Digital watermarking has focused on still images for a long time but nowadays this trend seems to vanish. More and more watermarking algorithms are proposed for other multimedia data and in particular for video content. However, even if watermarking still images and video is a similar problem, it is not identical. New problems, new challenges show up and have to be addressed. This section points out three major challenges for digital video watermarking. First, there are many nonhostile video processings, which are likely to alter the watermark signal. Second, resilience to collusion is much more critical in the context of video. Third, real-time is often a requirement for digital video watermarking.
Robustness of digital watermarking has always been evaluated via the survival of the embedded watermark after attacks. Benchmarking tools have even been developed in order to automate this process . In the context of video, the possibilities of attacking the video are multiplied. Many different nonhostile video processings are indeed available. Nonhostile refers to the fact that even content provider are likely to process a bit their digital data in order to manage efficiently their resources.
This category gathers all the attacks which modify the pixel values in the frames. Those modifications can be due to a wide range of video processings. Data transmission is likely to introduce some noise for example. Similarly, digital to analog and analog to digital conversions introduce some distortions in the video signal. Another common processing is to perform a gamma correction in order to increase the contrast. In order to reduce the storage needs, content owners often transcode, i.e. re-encode with a different compression ratio, their digital data. The induced loss of information is then susceptible to alter the performances of the watermarking algorithm. In the same fashion, customers are likely to convert their videos from a standard video format such as MPEG-1, MPEG-2 or MPEG-4 to a popular format e.g. DivX. Here again, the watermark signal is bound to undergo some kind of interferences. Spatial filtering inside each frame is often used to restore a low-quality video. Inter-frames filtering, i.e. filtering between adjacent frames of the video, has to be considered too. Finally, chrominance resampling (4:4:4, 4:2:2, 4:2:0) is commonly used processing to reduce storage needs.
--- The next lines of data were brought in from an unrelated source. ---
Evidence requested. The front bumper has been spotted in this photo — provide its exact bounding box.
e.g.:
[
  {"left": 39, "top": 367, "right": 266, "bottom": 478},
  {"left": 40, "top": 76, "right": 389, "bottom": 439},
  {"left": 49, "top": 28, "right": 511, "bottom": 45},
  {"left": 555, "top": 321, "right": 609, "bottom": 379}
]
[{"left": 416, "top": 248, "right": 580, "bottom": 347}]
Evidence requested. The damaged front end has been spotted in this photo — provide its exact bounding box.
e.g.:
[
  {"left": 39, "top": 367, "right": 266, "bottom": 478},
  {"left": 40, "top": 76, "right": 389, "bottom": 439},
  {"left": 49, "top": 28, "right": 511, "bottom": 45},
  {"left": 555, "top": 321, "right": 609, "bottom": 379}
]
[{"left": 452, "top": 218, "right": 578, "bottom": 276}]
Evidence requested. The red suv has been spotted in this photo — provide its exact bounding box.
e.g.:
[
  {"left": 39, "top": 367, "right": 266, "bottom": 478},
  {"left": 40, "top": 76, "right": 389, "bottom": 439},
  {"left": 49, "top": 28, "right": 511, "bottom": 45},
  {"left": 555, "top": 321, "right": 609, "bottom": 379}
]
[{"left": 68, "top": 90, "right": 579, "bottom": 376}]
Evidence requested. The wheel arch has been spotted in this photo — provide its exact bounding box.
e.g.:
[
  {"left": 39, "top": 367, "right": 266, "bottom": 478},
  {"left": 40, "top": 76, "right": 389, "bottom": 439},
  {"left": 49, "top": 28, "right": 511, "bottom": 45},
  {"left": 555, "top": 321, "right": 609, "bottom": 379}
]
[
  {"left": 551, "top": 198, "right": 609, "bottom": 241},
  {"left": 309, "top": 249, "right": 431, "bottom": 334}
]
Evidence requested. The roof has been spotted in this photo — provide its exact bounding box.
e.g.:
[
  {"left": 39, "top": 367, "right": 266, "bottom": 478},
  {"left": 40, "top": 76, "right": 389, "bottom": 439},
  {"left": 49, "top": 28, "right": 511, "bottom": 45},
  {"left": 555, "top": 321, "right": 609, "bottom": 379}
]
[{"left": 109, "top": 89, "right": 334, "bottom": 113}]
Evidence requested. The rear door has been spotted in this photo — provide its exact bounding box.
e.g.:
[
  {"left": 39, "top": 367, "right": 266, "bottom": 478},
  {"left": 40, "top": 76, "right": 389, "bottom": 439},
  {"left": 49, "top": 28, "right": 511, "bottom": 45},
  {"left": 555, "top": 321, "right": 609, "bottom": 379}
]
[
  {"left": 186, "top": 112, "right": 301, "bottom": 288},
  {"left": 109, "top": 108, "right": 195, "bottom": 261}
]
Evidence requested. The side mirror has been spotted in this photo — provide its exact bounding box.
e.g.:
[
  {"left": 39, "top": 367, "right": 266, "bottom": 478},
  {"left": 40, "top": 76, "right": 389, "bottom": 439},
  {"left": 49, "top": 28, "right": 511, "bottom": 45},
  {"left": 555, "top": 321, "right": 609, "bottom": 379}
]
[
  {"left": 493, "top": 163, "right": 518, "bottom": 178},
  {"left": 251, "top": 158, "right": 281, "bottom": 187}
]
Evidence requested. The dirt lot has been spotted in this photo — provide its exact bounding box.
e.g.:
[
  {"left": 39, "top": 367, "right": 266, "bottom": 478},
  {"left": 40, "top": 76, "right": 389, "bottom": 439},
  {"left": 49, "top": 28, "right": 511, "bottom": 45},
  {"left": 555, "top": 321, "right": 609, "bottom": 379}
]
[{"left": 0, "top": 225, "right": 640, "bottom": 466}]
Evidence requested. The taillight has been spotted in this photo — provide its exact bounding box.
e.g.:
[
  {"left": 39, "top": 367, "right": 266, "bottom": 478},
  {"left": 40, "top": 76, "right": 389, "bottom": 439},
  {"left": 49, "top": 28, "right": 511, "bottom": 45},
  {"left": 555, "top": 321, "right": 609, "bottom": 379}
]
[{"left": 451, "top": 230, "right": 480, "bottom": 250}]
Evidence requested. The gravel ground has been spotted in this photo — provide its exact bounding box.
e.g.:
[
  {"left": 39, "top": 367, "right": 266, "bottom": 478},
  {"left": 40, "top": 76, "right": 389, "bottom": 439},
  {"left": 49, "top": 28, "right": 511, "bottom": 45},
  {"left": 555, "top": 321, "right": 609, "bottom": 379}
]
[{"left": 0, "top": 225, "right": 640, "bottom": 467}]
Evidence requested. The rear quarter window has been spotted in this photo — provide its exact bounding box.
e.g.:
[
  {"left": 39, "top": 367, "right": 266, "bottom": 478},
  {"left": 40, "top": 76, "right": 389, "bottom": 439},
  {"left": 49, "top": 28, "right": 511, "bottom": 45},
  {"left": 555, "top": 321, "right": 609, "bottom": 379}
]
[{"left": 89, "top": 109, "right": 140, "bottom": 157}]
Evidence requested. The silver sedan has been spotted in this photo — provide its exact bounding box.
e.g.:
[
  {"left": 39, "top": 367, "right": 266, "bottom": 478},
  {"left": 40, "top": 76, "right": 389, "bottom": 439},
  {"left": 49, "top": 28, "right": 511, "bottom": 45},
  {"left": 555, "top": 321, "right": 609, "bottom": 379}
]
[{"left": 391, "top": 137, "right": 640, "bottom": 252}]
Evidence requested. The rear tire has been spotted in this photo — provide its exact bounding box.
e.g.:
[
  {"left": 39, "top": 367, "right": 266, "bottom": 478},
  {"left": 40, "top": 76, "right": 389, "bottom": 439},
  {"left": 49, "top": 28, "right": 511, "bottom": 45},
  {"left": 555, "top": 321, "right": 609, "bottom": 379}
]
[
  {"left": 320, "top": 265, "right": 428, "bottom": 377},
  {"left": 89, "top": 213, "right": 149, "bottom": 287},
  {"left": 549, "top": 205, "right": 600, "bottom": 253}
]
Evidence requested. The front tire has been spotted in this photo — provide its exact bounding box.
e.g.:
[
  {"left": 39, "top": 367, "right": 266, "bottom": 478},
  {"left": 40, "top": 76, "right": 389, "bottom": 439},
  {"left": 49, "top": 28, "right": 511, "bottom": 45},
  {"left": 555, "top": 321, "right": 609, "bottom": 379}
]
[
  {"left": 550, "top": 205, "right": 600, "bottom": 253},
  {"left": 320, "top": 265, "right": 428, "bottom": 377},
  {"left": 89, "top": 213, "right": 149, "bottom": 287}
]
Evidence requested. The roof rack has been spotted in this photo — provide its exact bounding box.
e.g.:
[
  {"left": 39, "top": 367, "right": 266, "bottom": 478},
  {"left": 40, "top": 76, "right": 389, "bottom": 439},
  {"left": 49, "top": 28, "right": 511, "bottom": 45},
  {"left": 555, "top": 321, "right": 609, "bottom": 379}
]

Many watermarking algorithms rely on an implicit spatial synchronisation between the embedder and the detector. A pixel at a given location in the frame is assumed to be associated with a given bit of the watermark. However, many nonhostile video processings introduce spatial desynchronisation which may result in a drastic loss of performance of a watermarking scheme. The most common examples are changes across display formats (4/3, 16/9 and 2.11/1) and changes of spatial resolution (NTSC, PAL, SECAM and usual movies standards). Alternatively the pixel position is susceptible to jitter. In particular, positional jitter occurs for video over poor analog links e.g. broadcasting in a wireless environment. In the digital cinema context, distortions brought by the handheld camera can be considered as nonhostile since the purpose of the camera is not explicitly to remove the embedded watermark. It has been shown that the handheld camera attack can be separated into two geometrical distortions : a bilinear transform, due to the misalignment between the camera and the cinema screen, and a curved transform, because of the lens deformations. This results in a curved-bilinear transform depicted in Figure 42.7 which can be modelled with twelve parameters.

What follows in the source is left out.